Some cases present issues that are difficult for the parties to litigate or for the courts to decide. But those cases tend to be the exception. Much of litigation—at least when practiced successfully—requires the mastery of a fundamental set of skills or tasks, the blocking and tackling of the craft.
This week’s decision by the Seventh Circuit in Cripe v. Henkel Corp., No. 17-1231 (June 7, 2017), written by Judge Frank Easterbrook, is a reminder for litigators of the importance of mastering the fundamentals. The court held that the plaintiff in a personal-injury action had failed to disclose any experts, or provide any expert reports, under Fed. R. Civ. P. 26(a)(2) to rebut the defendant’s expert on causation. When the defendant moved for summary judgment, the trial court granted the motion, given that there was no contrary evidence. The Seventh Circuit affirmed, reaching the profound conclusion that “[y]ou can’t beat something with nothing.”

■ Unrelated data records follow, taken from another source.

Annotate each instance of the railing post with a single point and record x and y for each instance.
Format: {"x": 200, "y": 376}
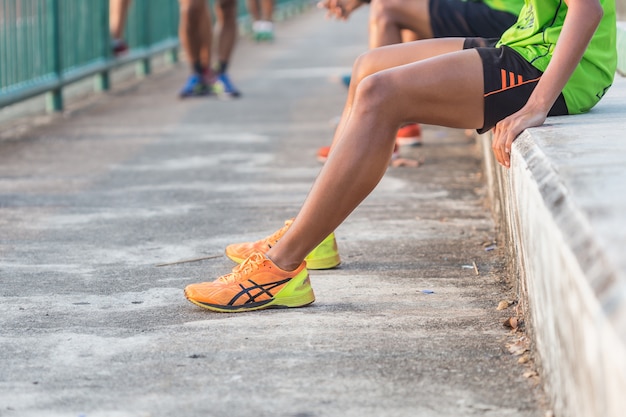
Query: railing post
{"x": 143, "y": 66}
{"x": 171, "y": 56}
{"x": 54, "y": 98}
{"x": 102, "y": 79}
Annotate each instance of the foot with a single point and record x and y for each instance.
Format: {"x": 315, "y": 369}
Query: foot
{"x": 195, "y": 86}
{"x": 119, "y": 47}
{"x": 263, "y": 30}
{"x": 256, "y": 284}
{"x": 324, "y": 256}
{"x": 224, "y": 87}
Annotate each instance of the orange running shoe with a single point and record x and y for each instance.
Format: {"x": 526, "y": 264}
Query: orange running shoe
{"x": 322, "y": 153}
{"x": 256, "y": 284}
{"x": 324, "y": 256}
{"x": 409, "y": 135}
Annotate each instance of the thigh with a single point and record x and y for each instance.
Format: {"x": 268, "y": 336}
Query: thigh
{"x": 390, "y": 56}
{"x": 509, "y": 80}
{"x": 444, "y": 90}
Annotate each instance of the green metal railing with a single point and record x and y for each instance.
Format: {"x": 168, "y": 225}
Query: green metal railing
{"x": 47, "y": 44}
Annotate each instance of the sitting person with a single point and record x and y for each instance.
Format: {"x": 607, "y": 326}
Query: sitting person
{"x": 557, "y": 59}
{"x": 396, "y": 21}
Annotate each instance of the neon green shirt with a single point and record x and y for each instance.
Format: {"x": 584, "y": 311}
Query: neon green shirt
{"x": 534, "y": 37}
{"x": 511, "y": 6}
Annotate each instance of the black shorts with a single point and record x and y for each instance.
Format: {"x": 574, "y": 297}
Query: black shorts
{"x": 509, "y": 81}
{"x": 466, "y": 19}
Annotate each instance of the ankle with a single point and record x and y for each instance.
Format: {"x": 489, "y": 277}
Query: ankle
{"x": 285, "y": 265}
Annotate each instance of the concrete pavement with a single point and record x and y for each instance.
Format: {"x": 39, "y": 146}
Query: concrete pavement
{"x": 91, "y": 203}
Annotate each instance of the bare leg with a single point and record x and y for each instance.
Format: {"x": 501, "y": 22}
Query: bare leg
{"x": 195, "y": 31}
{"x": 118, "y": 10}
{"x": 445, "y": 90}
{"x": 226, "y": 14}
{"x": 388, "y": 18}
{"x": 253, "y": 9}
{"x": 408, "y": 35}
{"x": 391, "y": 58}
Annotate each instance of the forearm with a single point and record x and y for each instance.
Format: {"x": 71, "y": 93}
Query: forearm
{"x": 579, "y": 26}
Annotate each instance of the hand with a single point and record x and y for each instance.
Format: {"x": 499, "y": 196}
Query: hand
{"x": 509, "y": 128}
{"x": 339, "y": 9}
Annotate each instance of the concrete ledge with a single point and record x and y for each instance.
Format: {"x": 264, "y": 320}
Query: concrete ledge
{"x": 561, "y": 211}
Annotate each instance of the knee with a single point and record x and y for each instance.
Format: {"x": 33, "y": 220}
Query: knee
{"x": 374, "y": 94}
{"x": 363, "y": 66}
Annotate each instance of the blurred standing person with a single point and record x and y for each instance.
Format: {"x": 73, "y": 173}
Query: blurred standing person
{"x": 262, "y": 12}
{"x": 118, "y": 11}
{"x": 196, "y": 36}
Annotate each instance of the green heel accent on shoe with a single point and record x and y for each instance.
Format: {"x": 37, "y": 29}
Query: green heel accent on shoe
{"x": 325, "y": 255}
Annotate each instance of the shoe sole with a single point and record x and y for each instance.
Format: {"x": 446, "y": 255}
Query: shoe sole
{"x": 300, "y": 287}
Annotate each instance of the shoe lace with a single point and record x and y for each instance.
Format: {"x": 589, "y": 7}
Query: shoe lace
{"x": 244, "y": 269}
{"x": 271, "y": 240}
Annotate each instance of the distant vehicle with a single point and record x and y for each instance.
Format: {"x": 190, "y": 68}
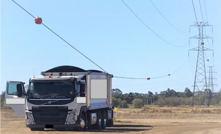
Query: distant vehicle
{"x": 65, "y": 97}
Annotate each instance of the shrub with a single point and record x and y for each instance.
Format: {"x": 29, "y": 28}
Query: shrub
{"x": 138, "y": 103}
{"x": 124, "y": 104}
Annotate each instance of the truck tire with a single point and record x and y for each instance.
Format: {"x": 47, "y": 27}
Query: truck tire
{"x": 98, "y": 123}
{"x": 110, "y": 123}
{"x": 82, "y": 122}
{"x": 104, "y": 120}
{"x": 37, "y": 129}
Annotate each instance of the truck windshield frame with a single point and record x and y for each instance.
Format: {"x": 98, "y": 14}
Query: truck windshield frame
{"x": 41, "y": 92}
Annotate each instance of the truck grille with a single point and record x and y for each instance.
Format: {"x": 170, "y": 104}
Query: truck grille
{"x": 50, "y": 115}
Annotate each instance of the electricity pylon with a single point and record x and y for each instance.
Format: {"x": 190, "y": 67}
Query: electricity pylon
{"x": 200, "y": 80}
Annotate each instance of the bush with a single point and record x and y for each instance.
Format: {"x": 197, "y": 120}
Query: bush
{"x": 138, "y": 103}
{"x": 124, "y": 104}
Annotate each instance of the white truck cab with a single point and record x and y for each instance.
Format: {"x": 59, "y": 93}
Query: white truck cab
{"x": 65, "y": 97}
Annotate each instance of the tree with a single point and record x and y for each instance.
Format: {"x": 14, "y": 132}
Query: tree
{"x": 138, "y": 103}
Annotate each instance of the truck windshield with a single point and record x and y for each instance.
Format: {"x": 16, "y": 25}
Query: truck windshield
{"x": 50, "y": 90}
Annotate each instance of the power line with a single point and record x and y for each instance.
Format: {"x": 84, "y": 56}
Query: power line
{"x": 184, "y": 10}
{"x": 194, "y": 11}
{"x": 62, "y": 38}
{"x": 85, "y": 55}
{"x": 166, "y": 18}
{"x": 154, "y": 77}
{"x": 148, "y": 26}
{"x": 201, "y": 10}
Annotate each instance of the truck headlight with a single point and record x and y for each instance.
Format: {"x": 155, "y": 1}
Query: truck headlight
{"x": 29, "y": 118}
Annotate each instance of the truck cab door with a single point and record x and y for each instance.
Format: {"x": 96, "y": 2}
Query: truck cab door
{"x": 11, "y": 96}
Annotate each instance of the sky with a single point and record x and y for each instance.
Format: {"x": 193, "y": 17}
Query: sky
{"x": 110, "y": 34}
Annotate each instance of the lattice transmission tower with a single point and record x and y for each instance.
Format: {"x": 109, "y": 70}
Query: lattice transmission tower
{"x": 200, "y": 79}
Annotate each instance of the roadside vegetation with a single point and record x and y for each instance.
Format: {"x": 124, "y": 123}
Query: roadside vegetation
{"x": 168, "y": 97}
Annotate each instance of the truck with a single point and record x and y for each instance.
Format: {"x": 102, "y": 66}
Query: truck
{"x": 65, "y": 97}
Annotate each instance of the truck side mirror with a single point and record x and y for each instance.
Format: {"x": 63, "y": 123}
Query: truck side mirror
{"x": 82, "y": 90}
{"x": 19, "y": 90}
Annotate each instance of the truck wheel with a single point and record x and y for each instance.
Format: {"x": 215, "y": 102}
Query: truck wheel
{"x": 104, "y": 120}
{"x": 82, "y": 123}
{"x": 98, "y": 123}
{"x": 37, "y": 129}
{"x": 110, "y": 123}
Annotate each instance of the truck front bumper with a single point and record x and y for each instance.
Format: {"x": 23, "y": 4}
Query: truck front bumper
{"x": 52, "y": 126}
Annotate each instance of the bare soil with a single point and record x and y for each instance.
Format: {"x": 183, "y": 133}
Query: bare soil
{"x": 149, "y": 120}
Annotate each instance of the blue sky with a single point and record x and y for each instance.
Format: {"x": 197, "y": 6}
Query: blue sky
{"x": 108, "y": 33}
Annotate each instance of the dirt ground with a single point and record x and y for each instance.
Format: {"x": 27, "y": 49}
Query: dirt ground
{"x": 149, "y": 120}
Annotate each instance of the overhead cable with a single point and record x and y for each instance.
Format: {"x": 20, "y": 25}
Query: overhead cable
{"x": 149, "y": 27}
{"x": 166, "y": 18}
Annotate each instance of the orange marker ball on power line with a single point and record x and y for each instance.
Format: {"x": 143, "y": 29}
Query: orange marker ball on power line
{"x": 38, "y": 20}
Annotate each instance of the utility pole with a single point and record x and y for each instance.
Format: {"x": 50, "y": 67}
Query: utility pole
{"x": 200, "y": 80}
{"x": 211, "y": 83}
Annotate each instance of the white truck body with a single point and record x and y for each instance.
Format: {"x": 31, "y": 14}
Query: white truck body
{"x": 87, "y": 99}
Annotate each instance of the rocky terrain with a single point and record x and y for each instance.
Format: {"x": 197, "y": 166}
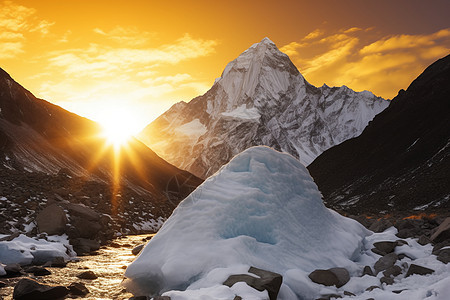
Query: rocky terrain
{"x": 260, "y": 99}
{"x": 401, "y": 162}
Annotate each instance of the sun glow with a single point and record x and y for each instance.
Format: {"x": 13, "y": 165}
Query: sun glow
{"x": 118, "y": 126}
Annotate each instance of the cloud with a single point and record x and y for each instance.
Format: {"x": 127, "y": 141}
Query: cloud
{"x": 100, "y": 60}
{"x": 130, "y": 36}
{"x": 17, "y": 21}
{"x": 365, "y": 60}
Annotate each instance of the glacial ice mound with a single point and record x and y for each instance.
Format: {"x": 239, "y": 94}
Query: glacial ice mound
{"x": 262, "y": 209}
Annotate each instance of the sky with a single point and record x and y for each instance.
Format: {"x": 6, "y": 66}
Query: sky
{"x": 129, "y": 61}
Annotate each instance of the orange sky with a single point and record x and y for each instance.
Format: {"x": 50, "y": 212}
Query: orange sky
{"x": 136, "y": 58}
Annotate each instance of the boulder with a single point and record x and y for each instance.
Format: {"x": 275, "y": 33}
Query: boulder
{"x": 267, "y": 280}
{"x": 416, "y": 269}
{"x": 442, "y": 232}
{"x": 387, "y": 280}
{"x": 383, "y": 248}
{"x": 444, "y": 255}
{"x": 136, "y": 250}
{"x": 29, "y": 289}
{"x": 333, "y": 276}
{"x": 367, "y": 271}
{"x": 385, "y": 262}
{"x": 78, "y": 289}
{"x": 380, "y": 225}
{"x": 87, "y": 275}
{"x": 392, "y": 271}
{"x": 82, "y": 246}
{"x": 52, "y": 220}
{"x": 37, "y": 271}
{"x": 82, "y": 212}
{"x": 13, "y": 270}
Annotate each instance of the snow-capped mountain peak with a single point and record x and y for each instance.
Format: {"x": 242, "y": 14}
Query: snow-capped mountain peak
{"x": 260, "y": 99}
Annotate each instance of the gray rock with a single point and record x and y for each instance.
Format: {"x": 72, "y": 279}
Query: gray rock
{"x": 416, "y": 269}
{"x": 442, "y": 232}
{"x": 392, "y": 271}
{"x": 368, "y": 271}
{"x": 384, "y": 247}
{"x": 13, "y": 270}
{"x": 78, "y": 289}
{"x": 136, "y": 250}
{"x": 423, "y": 240}
{"x": 444, "y": 256}
{"x": 37, "y": 271}
{"x": 52, "y": 220}
{"x": 87, "y": 275}
{"x": 29, "y": 289}
{"x": 269, "y": 281}
{"x": 333, "y": 276}
{"x": 380, "y": 225}
{"x": 387, "y": 280}
{"x": 385, "y": 262}
{"x": 82, "y": 246}
{"x": 83, "y": 212}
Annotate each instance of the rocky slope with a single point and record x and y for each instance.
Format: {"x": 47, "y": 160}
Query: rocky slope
{"x": 49, "y": 155}
{"x": 260, "y": 99}
{"x": 401, "y": 160}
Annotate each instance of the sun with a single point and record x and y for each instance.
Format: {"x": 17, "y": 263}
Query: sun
{"x": 118, "y": 126}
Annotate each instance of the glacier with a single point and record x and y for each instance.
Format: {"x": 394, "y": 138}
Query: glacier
{"x": 262, "y": 209}
{"x": 260, "y": 99}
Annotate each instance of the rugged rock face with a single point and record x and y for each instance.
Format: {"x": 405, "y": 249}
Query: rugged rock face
{"x": 48, "y": 154}
{"x": 401, "y": 160}
{"x": 260, "y": 99}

Cripe alleged that he had been injured while working when he was exposed to fumes from glue made by Henkel. Cripe identified only one expert, Patricia Robinson, who opined on what language should be in warnings for a product containing a chemical found in the glue. But Ms. Robinson specifically disclaimed any opinion on causation. Henkel, by contrast, gave the trial court a comprehensive evaluation of the chemical’s risks, prepared by the World Health Organization. That report concluded that exposure to it was not associated with the type of injuries Cripe allegedly suffered.
Cripe argued below and on appeal that he should have been permitted to rely on the expert testimony from six treating physicians because Henkel had been put on notice of the physicians’ opinions when Ms. Robinson attached reports from them to her own expert report. Cripe had not disclosed the physicians as experts, and the court of appeals held that the attachments to Ms. Robinson’s report did not meet the requirements for an expert report under Fed. R. Civ. P. 26(a)(2)(B).
The district court and the court of appeals were not sympathetic to Cripe’s position. “Litigants,” the Seventh Circuit explained, “should not have to guess who will offer testimony; they need knowledge to conduct their own discovery and proffer responsive experts. That’s why failure to comply with Rule 26(a)(2)(A) leads to the exclusion of expert testimony by a witness not identified as an expert.”
The court of appeals affirmed the district court.